L'ancien gouverneur du Ceará, Ciro Gomes, a déclaré samedi (25 avril) lors d'un événement du PSDB à São Paulo qu'il déciderait d'ici la mi-mai s'il se présentera à la présidence du Brésil ou au poste de gouverneur du Ceará. Il a reçu une invitation du président national du parti, Aécio Neves, mais a affirmé que s'il était raisonnable, il ne se présenterait plus. Cette déclaration fait suite à une « profonde humiliation » lors de l'élection de 2022.
Ciro Gomes a assisté samedi (25 avril) à une réunion avec les pré-candidats du PSDB aux postes de députés au Clube Juventus, dans l'est de São Paulo. Il s'agissait de son premier agenda public après l'invitation d'Aécio Neves à se présenter à la présidence sous la bannière du parti.

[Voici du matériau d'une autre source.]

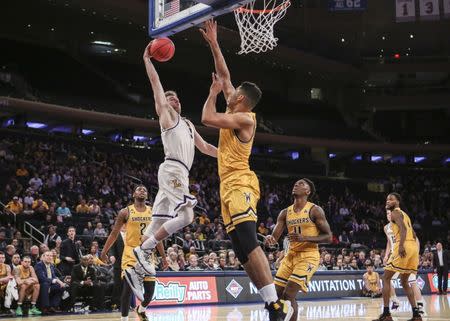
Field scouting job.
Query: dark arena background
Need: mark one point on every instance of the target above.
(355, 98)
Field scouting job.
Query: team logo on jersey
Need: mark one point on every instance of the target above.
(234, 288)
(247, 197)
(176, 183)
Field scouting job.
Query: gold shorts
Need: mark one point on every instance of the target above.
(298, 267)
(129, 260)
(407, 264)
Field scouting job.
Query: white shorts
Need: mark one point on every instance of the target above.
(173, 193)
(411, 278)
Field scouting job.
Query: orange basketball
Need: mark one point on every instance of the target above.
(162, 49)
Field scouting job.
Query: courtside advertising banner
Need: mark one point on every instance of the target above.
(185, 290)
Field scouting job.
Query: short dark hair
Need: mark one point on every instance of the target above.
(312, 187)
(397, 196)
(171, 93)
(252, 92)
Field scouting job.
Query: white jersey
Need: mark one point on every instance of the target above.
(390, 235)
(178, 142)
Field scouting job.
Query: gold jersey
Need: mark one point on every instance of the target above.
(396, 230)
(136, 225)
(300, 222)
(233, 154)
(24, 273)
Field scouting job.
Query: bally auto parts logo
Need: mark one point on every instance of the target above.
(234, 288)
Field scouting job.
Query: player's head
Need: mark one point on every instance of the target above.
(246, 95)
(393, 201)
(388, 215)
(172, 99)
(140, 193)
(304, 187)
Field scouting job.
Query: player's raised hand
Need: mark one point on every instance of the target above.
(270, 240)
(146, 56)
(210, 31)
(216, 85)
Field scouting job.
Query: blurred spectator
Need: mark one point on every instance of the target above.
(51, 238)
(63, 210)
(27, 285)
(51, 288)
(193, 263)
(82, 208)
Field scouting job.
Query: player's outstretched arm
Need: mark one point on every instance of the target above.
(161, 104)
(210, 35)
(210, 116)
(278, 229)
(120, 221)
(318, 217)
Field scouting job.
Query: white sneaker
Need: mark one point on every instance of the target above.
(143, 259)
(136, 282)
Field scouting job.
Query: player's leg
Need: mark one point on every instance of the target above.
(387, 277)
(125, 299)
(149, 289)
(395, 302)
(410, 294)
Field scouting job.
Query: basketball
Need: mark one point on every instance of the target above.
(162, 49)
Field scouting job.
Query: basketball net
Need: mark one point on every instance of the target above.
(256, 25)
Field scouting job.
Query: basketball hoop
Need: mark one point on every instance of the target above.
(256, 25)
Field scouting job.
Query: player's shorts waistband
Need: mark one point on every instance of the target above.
(177, 161)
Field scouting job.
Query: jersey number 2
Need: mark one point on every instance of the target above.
(143, 226)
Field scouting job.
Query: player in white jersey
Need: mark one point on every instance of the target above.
(173, 206)
(412, 277)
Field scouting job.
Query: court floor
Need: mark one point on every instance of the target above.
(349, 309)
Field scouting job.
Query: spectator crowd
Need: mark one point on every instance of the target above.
(71, 193)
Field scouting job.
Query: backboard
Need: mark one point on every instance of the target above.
(167, 17)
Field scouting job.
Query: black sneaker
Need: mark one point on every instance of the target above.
(384, 317)
(141, 315)
(280, 310)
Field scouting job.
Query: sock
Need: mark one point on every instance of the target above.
(149, 244)
(268, 293)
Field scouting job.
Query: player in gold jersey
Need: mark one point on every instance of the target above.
(136, 218)
(239, 186)
(404, 258)
(307, 226)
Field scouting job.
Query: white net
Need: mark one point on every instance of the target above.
(256, 24)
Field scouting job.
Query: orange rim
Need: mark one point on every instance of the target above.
(277, 8)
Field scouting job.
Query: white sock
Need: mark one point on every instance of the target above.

Parmi les participants figuraient le président de l'État, Paulo Serra, pré-candidat au poste de gouverneur de São Paulo, la députée Ana Carolina Serra et l'ancien sénateur José Aníbal.
Dans son discours, Ciro a décrit l'élection de 2022 comme une « profonde humiliation », ayant perdu même dans le Ceará et dans sa ville natale. « Je le voulais tellement, mais je n'ai pas pu [devenir président]. Et lors de la dernière élection, je me suis senti profondément humilié par une campagne fasciste qui m'a refusé jusqu'au droit de participer », a-t-il déclaré aux journalistes. Il a critiqué la situation structurelle actuelle du Brésil, la qualifiant de pire moment de la république, et a mis en garde contre l'utilisation des fonds FGTS pour payer des dettes, ce qui profite aux banques.
Aécio Neves a confié à la rubrique d'Igor Gadelha que l'invitation est sérieuse et que le PSDB a l'« obligation » d'offrir une alternative à Lula et à Flávio Bolsonaro, considérant Ciro comme la meilleure option. Ciro, qui a été candidat à la présidence à quatre reprises (1998, 2002, 2018 et 2022), prévoyait une candidature au poste de gouverneur du Ceará, où il est en tête d'un sondage Datafolha de mars avec 47 % des intentions de vote, contre 32 % pour l'actuel gouverneur Elmano de Freitas (PT).
En coulisses, Ciro pèse le conflit entre la raison et la volonté, envisageant l'invitation par respect pour le PSDB, tout en construisant une alliance locale avec le PL dans le Ceará, malgré des divergences nationales.